Il n’est pas nécessaire de creuser trop profondément dans la complainte de Podemos et Vox pour conclure que Ils ne demandent pas un journalisme moins biaisé. Non. Ce qu’ils réclament, c’est le quota de sectarisme en faveur qui, selon eux, leur correspond. D’où son engouement pour les canaux d’information alternatifs, terreau fertile d’une propagande réconfortante.
[Canal Red, el trampolín de Iglesias para asaltar los cielos: « Ser como La Sexta, pero de izquierdas »]
C’est dans ce contexte que une sorte de résurgence de la « presse du parti » est en train de se produire. C’est un gain de temps et d’argent. Pourquoi dicter des slogans aux journalistes quand on peut engager des militants pour les écrire de leur plein gré. Le public auquel ils s’adressent est ce public idéologisé qui est sincèrement convaincu que le paysage médiatique est totalement dominé par le camp opposé à celui qu’ils défendent.

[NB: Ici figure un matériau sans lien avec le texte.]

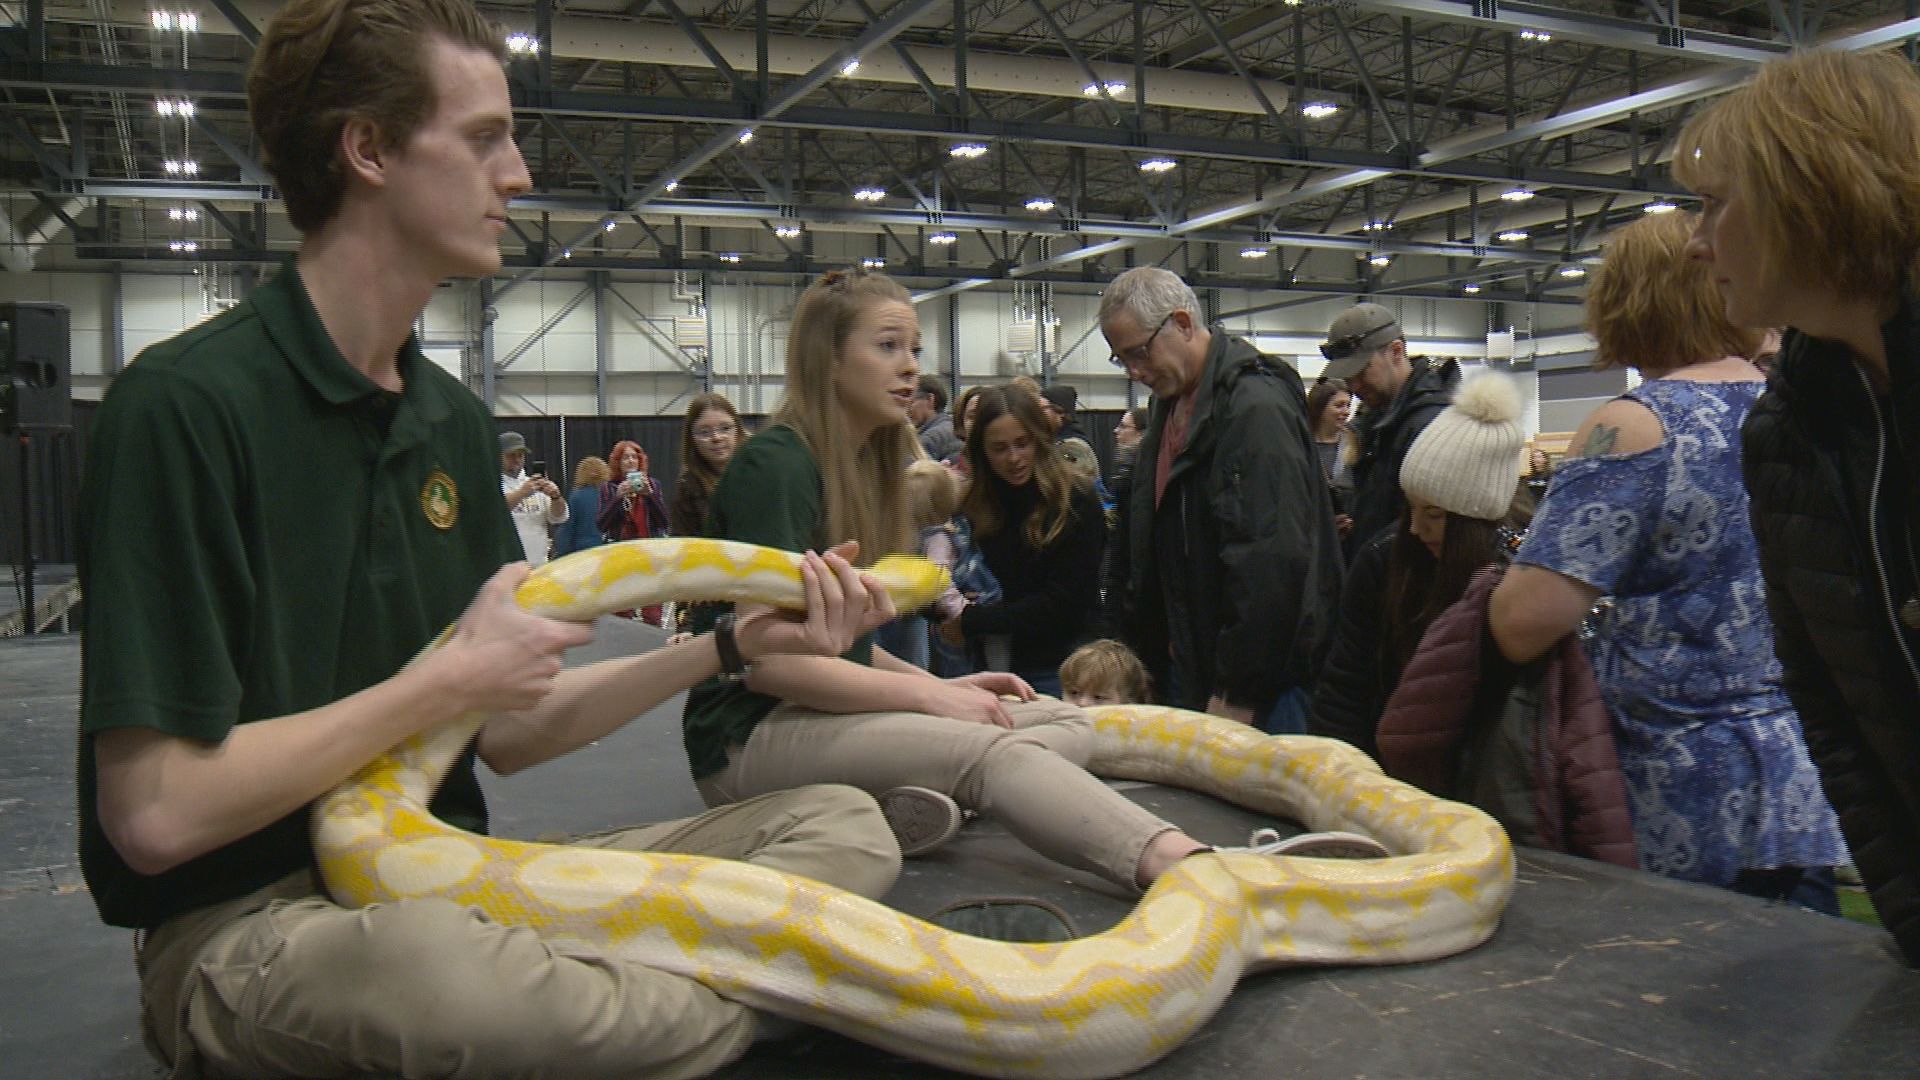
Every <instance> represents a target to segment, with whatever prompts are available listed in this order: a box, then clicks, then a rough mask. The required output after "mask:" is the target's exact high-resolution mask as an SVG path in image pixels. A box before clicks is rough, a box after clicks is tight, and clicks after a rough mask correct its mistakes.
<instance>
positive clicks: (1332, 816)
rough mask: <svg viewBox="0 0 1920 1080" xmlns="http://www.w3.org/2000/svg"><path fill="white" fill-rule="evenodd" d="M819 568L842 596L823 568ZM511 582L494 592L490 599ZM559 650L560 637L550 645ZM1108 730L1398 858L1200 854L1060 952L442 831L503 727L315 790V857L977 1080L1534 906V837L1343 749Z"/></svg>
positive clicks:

Certains des meilleurs écrivains de leur génération ont abandonné le journalisme indépendant pour rejoindre les feuilles paroissiales des partis. Pendant ce temps, Pablo Iglesias a enfin réussi à mettre son Canal Red sur orbite.Le visionnage produit une hypnose que l’on croyait réservée aux galas de José Luis Moreno. Les déclics comme reflet des obsessions thématiques de son promoteur. Toute nouvelle est susceptible d’être amenée sur le terrain dans lequel le gourou qui est devenu politicien pour redevenir gourou est le plus à l’aise : la circonférence tracée par son propre nombril.
Mais rien de tel que d’arriver à finir d’écrire un article pour regretter le début. À ce stade, il est plus facile de penser que la dictée n’est peut-être pas une si mauvaise idée.